Франсуаза, успокоившись насчет Горбуньи, поблагодарила Бога, что это обстоятельство заставило ее мужа уйти: его присутствие было теперь весьма некстати. Госпожа Гривуа оставила мопса в фиакре, так как знала, что дорога каждая минута. Бросив многозначительный взгляд на Франсуазу, она сказала, подавая ей письму аббата Дюбуа и нарочно подчеркивая слова:
- Из этого письма вы узнаете, мадам, зачем я сюда приехала. Я не успела еще объяснить вам, в чем дело, а между тем оно для меня тем приятнее, что дает возможность поближе познакомиться с этими очаровательными барышнями.
Роза и Бланш удивленно переглянулись; Франсуаза с трепетом раскрыла письмо. Только настоятельные требования духовника могли победить ее нерешительность, и все-таки она с ужасом думала о неистовом гневе Дагобера. Она не знала даже в своем простодушии, как объяснить девочкам, что они должны уехать с прибывшей особой. Госпожа Гривуа заметила смущение Франсуазы и, успокоив ее знаком, обратилась к сестрам:
- Как счастлива будет увидать вас ваша родственница, милые девочки!
- Наша родственница? - спросила Роза, все более и более изумляясь.
- Да! Она узнала о вашем приезде, но так как она не совсем еще поправилась после долгой болезни, то не могла приехать за вами сама; поэтому она меня и послала. К несчастью, - прибавила хитрая особа, заметив смущение девушек, - она может пригласить вас сегодня только на один часок... а потом вы должны будете вернуться домой... Но завтра или послезавтра, она надеется, что будет в состоянии приехать сюда сама переговорить с госпожой Бодуэн и ее мужем о том, чтобы вас взять к себе. Она не может оставить вас здесь, на иждивении людей, которые и без того так много для вас сделали.

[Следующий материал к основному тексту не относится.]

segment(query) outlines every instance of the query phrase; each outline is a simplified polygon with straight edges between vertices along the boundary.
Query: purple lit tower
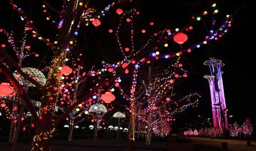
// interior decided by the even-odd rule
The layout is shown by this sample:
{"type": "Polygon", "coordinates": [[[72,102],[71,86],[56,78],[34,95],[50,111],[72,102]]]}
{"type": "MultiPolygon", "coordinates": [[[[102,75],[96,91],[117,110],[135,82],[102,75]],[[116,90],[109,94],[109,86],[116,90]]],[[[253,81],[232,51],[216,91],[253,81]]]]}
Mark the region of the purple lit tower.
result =
{"type": "Polygon", "coordinates": [[[221,71],[224,63],[221,63],[220,60],[210,58],[204,64],[210,68],[211,72],[211,75],[205,76],[204,78],[208,80],[210,85],[214,127],[227,130],[227,110],[223,87],[223,72],[221,71]]]}

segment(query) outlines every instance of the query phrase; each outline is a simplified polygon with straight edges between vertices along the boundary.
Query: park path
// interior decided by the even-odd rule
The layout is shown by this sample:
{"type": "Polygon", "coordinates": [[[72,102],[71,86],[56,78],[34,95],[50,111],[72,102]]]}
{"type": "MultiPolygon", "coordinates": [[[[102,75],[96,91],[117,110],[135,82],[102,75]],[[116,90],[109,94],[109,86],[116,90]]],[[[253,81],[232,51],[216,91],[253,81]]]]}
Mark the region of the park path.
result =
{"type": "MultiPolygon", "coordinates": [[[[188,138],[188,137],[186,137],[188,138]]],[[[220,148],[222,148],[221,143],[227,142],[228,150],[233,151],[256,151],[256,141],[252,141],[251,144],[255,147],[248,147],[247,141],[244,140],[222,140],[214,138],[211,140],[209,138],[191,137],[192,143],[194,144],[203,144],[211,146],[220,148]]]]}

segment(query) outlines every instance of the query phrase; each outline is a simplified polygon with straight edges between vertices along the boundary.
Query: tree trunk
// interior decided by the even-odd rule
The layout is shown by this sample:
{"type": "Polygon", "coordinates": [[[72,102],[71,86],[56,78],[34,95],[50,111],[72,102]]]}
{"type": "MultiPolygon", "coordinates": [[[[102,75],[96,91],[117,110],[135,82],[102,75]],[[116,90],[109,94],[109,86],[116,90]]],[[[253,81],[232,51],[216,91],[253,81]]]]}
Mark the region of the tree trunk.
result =
{"type": "Polygon", "coordinates": [[[152,136],[152,125],[149,124],[149,127],[148,129],[148,132],[146,134],[146,142],[145,143],[145,145],[149,146],[151,143],[151,137],[152,136]]]}
{"type": "Polygon", "coordinates": [[[50,151],[51,139],[55,129],[48,131],[42,131],[37,128],[34,136],[31,151],[50,151]]]}
{"type": "Polygon", "coordinates": [[[16,123],[12,119],[10,122],[10,135],[9,136],[9,144],[12,144],[14,140],[15,132],[16,130],[16,123]]]}
{"type": "Polygon", "coordinates": [[[132,112],[129,119],[126,151],[133,151],[135,140],[135,114],[132,112]]]}

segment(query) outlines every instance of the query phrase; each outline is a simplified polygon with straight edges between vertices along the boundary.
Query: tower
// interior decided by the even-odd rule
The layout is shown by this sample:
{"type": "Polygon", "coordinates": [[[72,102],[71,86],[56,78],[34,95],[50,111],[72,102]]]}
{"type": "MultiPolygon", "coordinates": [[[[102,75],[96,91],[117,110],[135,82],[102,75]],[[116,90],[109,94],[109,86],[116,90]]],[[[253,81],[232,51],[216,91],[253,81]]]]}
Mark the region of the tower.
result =
{"type": "Polygon", "coordinates": [[[225,64],[220,60],[214,58],[210,58],[204,64],[209,67],[211,73],[210,75],[205,76],[204,78],[208,80],[210,85],[214,127],[227,130],[227,110],[223,86],[223,72],[221,71],[225,64]]]}

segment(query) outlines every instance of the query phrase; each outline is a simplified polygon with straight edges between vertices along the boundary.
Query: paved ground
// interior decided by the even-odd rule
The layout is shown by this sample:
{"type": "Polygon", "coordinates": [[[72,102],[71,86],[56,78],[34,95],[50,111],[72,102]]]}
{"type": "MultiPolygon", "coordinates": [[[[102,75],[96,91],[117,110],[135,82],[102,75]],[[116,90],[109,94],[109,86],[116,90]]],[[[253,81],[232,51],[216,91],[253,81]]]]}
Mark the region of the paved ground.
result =
{"type": "MultiPolygon", "coordinates": [[[[186,138],[188,139],[188,137],[186,138]]],[[[251,144],[255,147],[247,147],[247,141],[243,140],[221,140],[214,138],[211,140],[208,138],[191,137],[193,144],[204,144],[215,146],[221,148],[222,142],[227,142],[228,150],[236,151],[256,151],[256,141],[252,141],[251,144]]]]}
{"type": "MultiPolygon", "coordinates": [[[[228,150],[256,151],[256,147],[247,147],[246,141],[214,139],[207,138],[186,137],[175,139],[170,138],[166,142],[153,142],[150,146],[145,146],[144,141],[136,141],[136,151],[218,151],[221,149],[221,142],[227,142],[228,150]]],[[[89,150],[89,151],[121,151],[125,150],[126,141],[115,140],[97,140],[97,145],[93,145],[92,140],[77,140],[73,141],[54,141],[52,142],[52,151],[89,150]]],[[[252,144],[256,146],[255,141],[252,144]]],[[[17,151],[30,150],[31,144],[19,143],[17,151]]],[[[0,150],[10,150],[11,146],[7,142],[0,142],[0,150]]]]}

Последние слова произвели самое лучшее впечатление на сестер, рассеяв опасение, что они будут обузой для бедной семьи Дагобера. Если бы речь шла о том, что нужно навсегда покинуть этот дом, то, конечно, они не решились бы уехать в отсутствие своего друга... Но так как все ограничивалось часовым визитом, то они нисколько не смутились, и Роза сказала Франсуазе:
- Мы можем ведь съездить к нашей родственнице, не предупредив Дагобера? Не правда ли, мадам?
- Конечно, - слабым голосом ответила старуха, - тем более что через час вы вернетесь.

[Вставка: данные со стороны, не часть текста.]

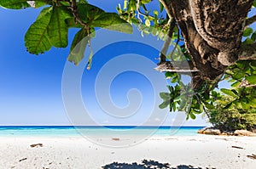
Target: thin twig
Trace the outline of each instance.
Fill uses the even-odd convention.
[[[253,15],[253,16],[252,16],[251,18],[248,18],[246,20],[245,26],[248,26],[248,25],[250,25],[251,24],[253,24],[255,21],[256,21],[256,14]]]
[[[160,55],[160,61],[159,65],[166,62],[166,56],[169,46],[171,44],[171,42],[172,42],[172,37],[173,34],[175,25],[176,25],[176,20],[174,18],[172,18],[171,21],[170,21],[169,30],[167,32],[167,37],[166,37],[166,39],[165,41],[163,48],[161,50]]]
[[[140,0],[137,0],[137,4],[136,4],[136,8],[137,8],[137,19],[139,20],[142,20],[139,15],[142,15],[142,16],[144,16],[144,17],[150,17],[150,18],[154,19],[153,16],[142,13],[142,11],[140,9]]]
[[[166,13],[167,13],[169,18],[172,18],[172,16],[170,11],[168,10],[168,6],[167,6],[166,1],[165,1],[165,0],[159,0],[159,2],[160,2],[160,3],[162,3],[162,5],[164,6],[164,8],[166,9]]]
[[[172,58],[172,55],[173,55],[174,51],[176,50],[176,48],[177,47],[178,42],[179,42],[179,29],[177,29],[177,39],[176,44],[175,44],[175,46],[174,46],[174,48],[173,48],[173,49],[171,53],[171,56],[170,56],[172,61],[174,61],[173,58]]]

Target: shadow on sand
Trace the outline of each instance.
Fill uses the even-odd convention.
[[[113,162],[111,164],[106,165],[102,166],[103,169],[116,169],[116,168],[123,168],[123,169],[202,169],[201,167],[194,167],[192,166],[180,165],[175,167],[171,167],[168,163],[160,163],[154,161],[147,161],[143,160],[142,164],[137,164],[134,162],[132,164],[128,163],[118,163]],[[212,168],[213,169],[213,168]]]

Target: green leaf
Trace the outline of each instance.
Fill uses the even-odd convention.
[[[165,101],[161,104],[159,105],[160,109],[165,109],[169,105],[170,102],[169,101]]]
[[[51,48],[51,43],[47,34],[51,13],[52,8],[44,16],[42,15],[39,20],[37,20],[26,31],[25,35],[25,45],[29,53],[38,54],[49,50]]]
[[[75,22],[74,18],[67,18],[65,20],[68,28],[83,28],[84,26],[79,22]]]
[[[239,87],[240,84],[241,84],[240,82],[236,82],[233,84],[231,84],[231,87]]]
[[[0,0],[0,6],[4,8],[21,9],[31,7],[26,0]]]
[[[77,7],[77,14],[84,23],[96,20],[99,16],[105,14],[102,8],[88,3],[79,3]]]
[[[223,109],[224,109],[224,110],[227,110],[227,109],[229,109],[229,108],[230,108],[231,107],[231,105],[232,105],[232,102],[231,103],[230,103],[230,104],[228,104],[226,106],[224,106]]]
[[[84,51],[90,40],[90,37],[88,36],[87,30],[82,28],[78,31],[73,40],[67,59],[76,65],[79,65],[84,57]]]
[[[166,71],[165,75],[166,75],[166,79],[170,79],[172,77],[176,76],[177,73]]]
[[[237,97],[236,94],[235,94],[231,90],[229,90],[226,88],[221,88],[220,91],[223,92],[224,93],[232,96],[234,98]]]
[[[242,44],[252,44],[253,42],[254,42],[254,41],[253,41],[252,39],[247,37],[244,42],[242,42]]]
[[[171,99],[169,93],[160,93],[160,96],[161,99],[163,99],[166,101],[167,101]]]
[[[247,76],[246,80],[250,83],[250,84],[256,84],[256,76],[252,75],[251,76]]]
[[[253,32],[253,28],[247,27],[244,31],[242,36],[243,37],[249,37]]]
[[[115,13],[105,13],[88,23],[90,27],[102,27],[108,30],[132,33],[132,26]]]
[[[178,82],[178,76],[175,76],[175,77],[173,77],[172,80],[171,80],[171,82],[172,83],[175,83],[175,82]]]
[[[150,20],[145,20],[145,25],[149,27],[150,26]]]
[[[187,104],[187,100],[185,99],[181,99],[181,103],[180,103],[180,105],[179,105],[179,110],[182,111],[182,110],[184,110],[184,108]]]
[[[160,5],[160,12],[163,12],[163,10],[164,10],[164,5],[160,2],[159,2],[159,5]]]
[[[195,119],[196,118],[195,115],[193,113],[190,113],[190,114],[189,114],[189,116],[190,116],[190,118],[193,119],[193,120],[195,120]]]
[[[65,20],[73,16],[62,7],[54,6],[50,20],[48,25],[48,35],[50,42],[56,48],[67,46],[68,28]]]
[[[253,41],[255,41],[255,40],[256,40],[256,31],[254,31],[254,32],[253,33],[253,35],[252,35],[252,37],[251,37],[251,39],[252,39]]]
[[[253,60],[249,65],[253,70],[256,70],[256,61]]]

- Только поскорее, девочки... Мне хотелось бы привезти вас обратно до полудня.
- Мы готовы! - отвечала Роза.
- Тогда поцелуйте вашу вторую мать и поехали! - сказала госпожа Гривуа, дрожавшая от беспокойства при мысли, что Дагобер может каждую секунду вернуться. Сестры поцеловали Франсуазу, которая не могла удержаться от слез, сжимая в объятиях невинных и очаровательных детей: ведь она предавала их в эту минуту, хотя была твердо уверена, что действует во имя их спасения.
- Ну, девочки, нельзя ли поскорее, - любезнейшим тоном, сказала госпожа Гривуа, - поторопитесь... Вы уж извините мое нетерпение, но, ведь я говорю от имени вашей родственницы!

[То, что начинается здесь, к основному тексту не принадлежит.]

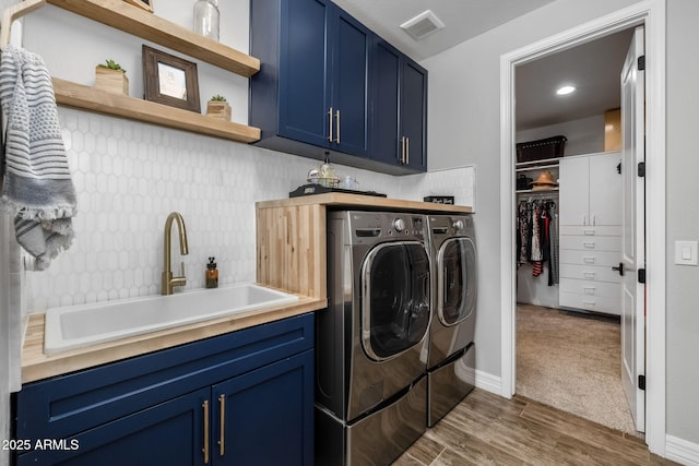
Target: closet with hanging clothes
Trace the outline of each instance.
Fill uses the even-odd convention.
[[[558,158],[517,164],[517,300],[558,307]]]

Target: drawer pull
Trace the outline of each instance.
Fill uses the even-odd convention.
[[[218,439],[218,453],[221,456],[225,454],[226,449],[226,395],[218,396],[218,404],[221,405],[221,416],[218,418],[220,429],[221,429],[221,439]]]
[[[204,447],[201,451],[204,453],[204,464],[209,464],[209,401],[204,402],[201,407],[204,409]]]

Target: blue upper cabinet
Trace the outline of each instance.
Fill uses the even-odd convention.
[[[261,8],[266,10],[273,7],[273,3],[276,2],[252,1],[252,20],[257,19],[259,23],[261,14],[274,14],[259,11]],[[330,50],[331,7],[328,0],[282,1],[281,11],[275,14],[281,17],[280,52],[276,57],[279,75],[273,75],[276,72],[275,63],[264,60],[265,75],[250,83],[251,98],[256,100],[256,105],[250,106],[251,117],[264,118],[264,136],[275,135],[274,100],[279,99],[279,135],[317,146],[329,146],[328,112],[332,105],[332,85],[331,76],[327,73],[331,65],[327,50]],[[261,19],[263,22],[266,20]],[[271,27],[254,27],[251,32],[256,48],[260,40],[273,40],[269,36],[273,32]],[[276,44],[269,45],[271,53],[266,53],[265,58],[276,55],[273,50]],[[270,95],[271,101],[261,108],[261,105],[257,105],[257,97],[260,92],[269,91],[264,80],[270,77],[277,81],[277,95]]]
[[[369,51],[371,33],[339,8],[333,8],[331,147],[346,154],[369,155]]]
[[[371,85],[372,154],[413,171],[427,169],[427,72],[375,38]]]
[[[401,80],[402,164],[427,169],[427,71],[403,58]]]
[[[383,93],[374,88],[375,43],[371,31],[329,0],[250,1],[250,53],[261,62],[250,79],[249,123],[262,132],[257,145],[317,159],[330,153],[334,163],[388,174],[424,171],[426,163],[413,162],[425,159],[424,147],[411,163],[398,163],[395,148],[389,155],[372,146],[382,132],[374,123],[384,122],[372,112],[400,118],[398,94],[383,110]],[[426,110],[426,87],[420,93]],[[424,129],[425,115],[418,120],[413,126]],[[424,134],[413,138],[424,146]]]

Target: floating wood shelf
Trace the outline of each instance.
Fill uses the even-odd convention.
[[[58,77],[54,77],[54,91],[56,92],[56,101],[68,107],[192,131],[229,141],[250,143],[260,140],[258,128],[223,121],[127,95],[99,91]]]
[[[249,77],[260,71],[260,60],[257,58],[200,36],[122,0],[47,0],[47,2],[241,76]]]

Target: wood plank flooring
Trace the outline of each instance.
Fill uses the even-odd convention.
[[[674,465],[637,437],[521,396],[476,389],[394,466]]]

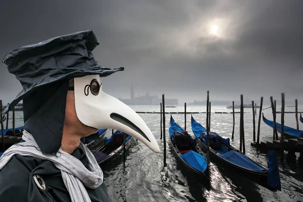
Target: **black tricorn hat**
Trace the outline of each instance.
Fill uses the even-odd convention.
[[[23,89],[4,113],[46,84],[87,75],[106,77],[123,71],[123,67],[111,69],[98,64],[91,51],[98,44],[95,35],[89,30],[58,36],[8,53],[3,62]]]

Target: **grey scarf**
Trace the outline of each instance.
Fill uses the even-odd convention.
[[[25,142],[12,146],[0,158],[0,170],[14,155],[30,156],[52,162],[61,171],[64,184],[70,194],[72,201],[90,201],[84,187],[91,189],[98,187],[103,182],[103,173],[92,154],[82,142],[79,146],[88,160],[88,169],[77,158],[60,148],[59,154],[44,155],[39,149],[32,135],[24,131],[22,139]]]

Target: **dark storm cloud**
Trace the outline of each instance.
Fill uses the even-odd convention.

Сестры крепко поцеловали Франсуазу и вышли из комнаты, держась за руки. За ними следом тихо шел и Угрюм. Он никогда не отставал от девушек, когда Дагобера не было с ними. Из предосторожности доверенная служанка княгини де Сен-Дизье велела фиакру дожидаться чуть поодаль, около монастырской площади. Через несколько минут сироты и их провожатая дошли до экипажа.
- Ну, почтеннейшая! - заметил кучер, открывая дверцу. - Не в обиду будет сказано, и чертова же у вас собачка! Ну и характер! С тех пор как вы ее оставили в карете, она не переставала лаять и выть, точно ее поджаривали! И при этом она будто хочет всех проглотить.
В самом деле, мопс, ненавидевший одиночество, испускал жалобный вой.
- Тише, Сударь, вот и я! - сказала госпожа Гривуа, а затем, обращаясь к сестрам, прибавила: - Садитесь, девочки.
Роза и Бланш поднялись в экипаж.
Госпожа Гривуа, прежде чем за ними последовать, потихоньку отдала кучеру приказ везти их в монастырь св.Марии, дополняя другими указаниями, как вдруг мопс, который весьма приветливо ворчал, когда сестры занимали места в фиакре, поднял неистовый лай.
Причина ярости мопса была проста: в карету одним прыжком вскочил Угрюм, остававшийся до той поры незамеченным. Мопс так разозлился на эту дерзость, что забыл о своем обычном благоразумии и в припадке злости, подскочив к Угрюму, вцепился в его морду... Он так жестоко укусил Угрюма, что добрая сибирская собака, выйдя из себя от боли, накинулась на Сударя, схватила его за горло и одним движением могучей челюсти придушила жирного мопса, который только жалобно пискнул. Все это произошло гораздо быстрее, чем мы могли описать, и перепуганные девушки успели только крикнуть:
- Оставь, Угрюм!
- Ах ты, Господи! - сказала, обернувшись на шум, госпожа Гривуа. Опять эта чудовищная собака... она загрызет Сударя! Девочки, выгоните ее вон из фиакра... брать ее с собой нельзя...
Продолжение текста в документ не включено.